Tracy Hicks, 37, was armed and in uniform when a state trooper cited her around 1:30 p.m. June 8, Arizona Department of Public Safety records show. The results of a blood draw indicated a blood-alcohol content of 0.319, roughly four times the legal limit.
The trooper’s report, obtained by the Star through a public-records request, said Hicks drove department vehicles during her shift, which began at 6 a.m. and was scheduled to end at 3 p.m.
An agent who was in the parking lot told the trooper he saw Hicks driving her pickup through the parking lot and heard a “loud crash and screeching tires” followed by “hearing the tires screech as if the person was trying to get unstuck.”
The agent then saw the pickup had noticeable front-end damage and the right front tire was completely flat.
Hicks was detained on the shoulder of Arizona 85 near milepost 52, about one mile from the Border Patrol station, DPS records show.
Hicks told the trooper she had been drinking wine at home the night before and had not had a drink in the hour before the wreck.
She was taken to the Pima County Sheriff’s Department office in Ajo for sobriety tests and released into the custody of a Border Patrol supervisor, the trooper’s report stated.
Hicks was not injured in the wrecks, which caused about $3,800 in damages, DPS records show.
Ajo Justice Court records show Hicks was charged Aug. 18 on extreme DUI, failure to stop after striking an unattended vehicle and criminal damage charges, all of which are misdemeanors.
On June 15, the Pima County Attorney’s Office asked the judge, citing “officer request,” to dismiss a charge for failing to stop after striking a vehicle.
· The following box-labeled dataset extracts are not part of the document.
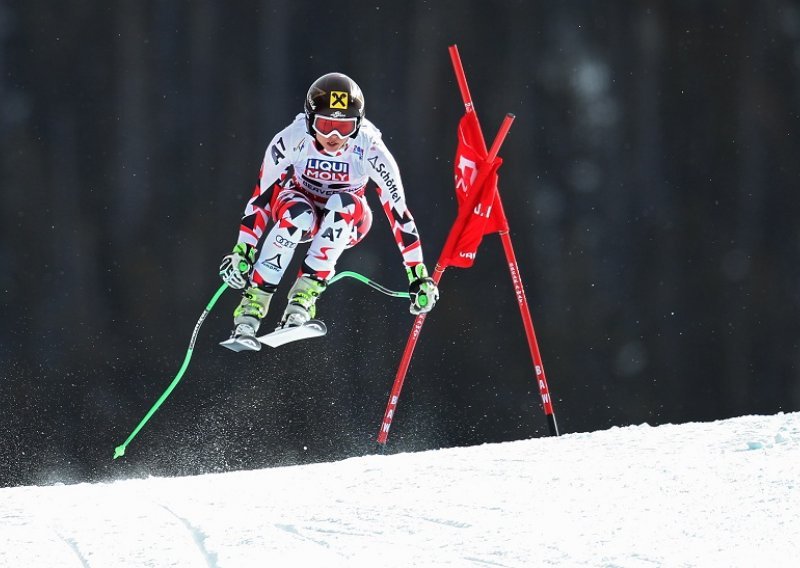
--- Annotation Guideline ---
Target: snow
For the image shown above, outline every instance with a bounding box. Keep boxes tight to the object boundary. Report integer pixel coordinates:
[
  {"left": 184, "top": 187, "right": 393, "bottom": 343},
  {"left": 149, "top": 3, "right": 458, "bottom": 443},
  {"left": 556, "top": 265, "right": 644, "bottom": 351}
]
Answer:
[{"left": 0, "top": 413, "right": 800, "bottom": 568}]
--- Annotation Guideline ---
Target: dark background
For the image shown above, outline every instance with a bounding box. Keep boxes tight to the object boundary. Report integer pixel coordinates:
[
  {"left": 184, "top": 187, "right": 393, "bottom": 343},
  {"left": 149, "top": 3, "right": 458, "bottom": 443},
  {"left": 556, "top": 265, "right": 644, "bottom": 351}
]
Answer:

The request was granted two days later.
Hicks’ next court appearance is scheduled for Sept. 15. Court documents do not indicate whether she has hired an attorney.
Hicks, who has been an agent since 2003, will remain on “non-enforcement, restricted-duty status” until her court case is adjudicated and an internal review is completed, according to a statement issued by the Border Patrol in response to an inquiry from the Star.
The agency takes seriously any allegation of misconduct and holds agents to high standards, the statement said. The Tucson Sector Border Patrol will cooperate fully with any investigations related to the June 8 incident.
The statement did not address questions from the Star about the circumstances of the alleged DUI.
In 2013, then-Border Patrol Chief Michael Fisher launched a project to reduce the number of alcohol-related arrests of agents, which came to two arrests each week. At the time, Tucson Sector Chief Manuel Padilla told the Star the sector saw 10 such arrests in fiscal year 2013 and 22 in fiscal year 2012.